Vacillators and Boundaries

Let’s begin by reviewing what boundaries are all about.  Henry Cloud and John Townsend have written extensively on the topic of boundaries.

The following overview is taken from the book by Cloud, Changes that Heal.  He devotes a chapter on boundaries.


Boundaries are the ability to maintain one’s own identity and selfhood while connecting with others.

An intimate relationship needs both vulnerability and closeness as well as the freedom to move apart and be separate.

In a healthy relationship, each person is supportive and encourages the uniqueness and
growth of the other.

In other words, closeness does not equal sameness.


Thinking about a relationship with no (or few) boundaries will help us better understand boundaries.

An enmeshed or fused relationship is an unhealthy bond in which boundaries are violated and any individuality, separateness, or differences are viewed as a threat and are not easily tolerated.

Dependence may be exaggerated and the ability to function independently is limited.

Vacillators and Boundaries

Vacillator’s go back and forth between boundaries that are too rigid and too soft.

When things are good and idealized their boundaries are often too soft or lacking.

When disappointment sets in and they are angry, a vacillator’s boundaries may become rigid and too extreme.

Let me explain.

In new situations Vacillators tend to idealize and ignore red flags that, if seen, might make them a bit more cautious and willing to say “no”.

Vacillators crave change and new situations because it is easy to idealize and get excited about something new.
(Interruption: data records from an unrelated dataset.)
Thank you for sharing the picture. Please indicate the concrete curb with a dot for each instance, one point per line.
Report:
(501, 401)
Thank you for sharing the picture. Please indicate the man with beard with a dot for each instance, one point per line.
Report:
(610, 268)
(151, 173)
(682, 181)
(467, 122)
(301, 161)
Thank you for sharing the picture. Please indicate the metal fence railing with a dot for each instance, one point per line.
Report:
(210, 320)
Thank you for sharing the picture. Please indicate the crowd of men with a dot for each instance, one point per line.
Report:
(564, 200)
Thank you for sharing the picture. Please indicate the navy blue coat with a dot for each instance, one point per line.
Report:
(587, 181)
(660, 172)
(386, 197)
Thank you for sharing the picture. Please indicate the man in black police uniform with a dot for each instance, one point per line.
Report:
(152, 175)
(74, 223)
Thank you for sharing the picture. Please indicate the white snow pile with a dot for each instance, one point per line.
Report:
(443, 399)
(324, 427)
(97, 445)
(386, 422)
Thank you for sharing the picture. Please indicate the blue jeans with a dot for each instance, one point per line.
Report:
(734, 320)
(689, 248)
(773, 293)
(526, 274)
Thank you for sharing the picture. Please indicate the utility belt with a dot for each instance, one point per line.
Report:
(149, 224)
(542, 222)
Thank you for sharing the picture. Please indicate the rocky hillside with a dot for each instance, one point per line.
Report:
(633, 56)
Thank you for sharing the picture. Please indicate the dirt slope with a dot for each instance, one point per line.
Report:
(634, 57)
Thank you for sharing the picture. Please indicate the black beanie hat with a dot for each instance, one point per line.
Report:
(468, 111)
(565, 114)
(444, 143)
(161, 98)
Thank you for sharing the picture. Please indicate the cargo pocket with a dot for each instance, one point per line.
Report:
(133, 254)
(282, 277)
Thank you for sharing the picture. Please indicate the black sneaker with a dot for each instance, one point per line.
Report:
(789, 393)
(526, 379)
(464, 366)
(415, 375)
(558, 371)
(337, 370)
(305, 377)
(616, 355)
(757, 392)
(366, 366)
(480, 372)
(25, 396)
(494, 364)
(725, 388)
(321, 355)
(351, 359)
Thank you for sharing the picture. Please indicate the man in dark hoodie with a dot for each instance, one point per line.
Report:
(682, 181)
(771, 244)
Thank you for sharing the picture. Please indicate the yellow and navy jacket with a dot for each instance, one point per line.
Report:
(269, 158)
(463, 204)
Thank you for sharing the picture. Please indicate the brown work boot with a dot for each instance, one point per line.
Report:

New means there are no disappointments yet.

In new situations vacillators ignore red flags and see only the good.

When vacillators are getting some intense “good” feelings whether from a new church, new relationship, new pregnancy, new job, new move, (etc) their boundaries are too soft.

The “good” feelings are a great distraction from any problems in their life.

Noticing any potential problems, red flags or probable disappointments would kill the good feelings.

To set boundaries one must see and anticipate potential problems.

Ignoring red flags makes this impossible.

Let me share an example.

I worked with a vacillator who constantly changed jobs.

Early on in a job interview, she (it could have been a he) would enthusiastically believe whatever she was told about the new company without questioning anything or looking for potential problems.

She idealized anything new and her enthusiasm was contagious so she often got the “new” job.

She accepted any terms (straight commission, no insurance etc.) telling me, “They will promote me when they see what a good job I do.”

She promised the moon, set no limits, never negotiated; she just impulsively “dove in”.

Of course it did not take long for problems to develop and disappointments to set in.

She was so “blindsided” when she encountered difficulties that she overreacted and became rigid in her boundaries.

“I’m quitting tomorrow.

How do you expect people to live on straight commission?

I can’t even pay my rent.”

Before long she was angry discontent and looking for a new job.

Here is a growth tip for vacillators.

Own the fact that you crave something new idealizing the outcome.

Look for potential problems.

Look for and write down red flags.

Try to discover what the potential problems and disappoints will be.

Be cautious.

Set some limits.

When you are angry and reactive that is not the time to announce your boundaries.

Sit on it.

Process it.

Think about it.

Set sad, not mad.

Share the hurt.

Be reasonable rather than overreacting.

You are way more likely to be heard and respected if you take this approach.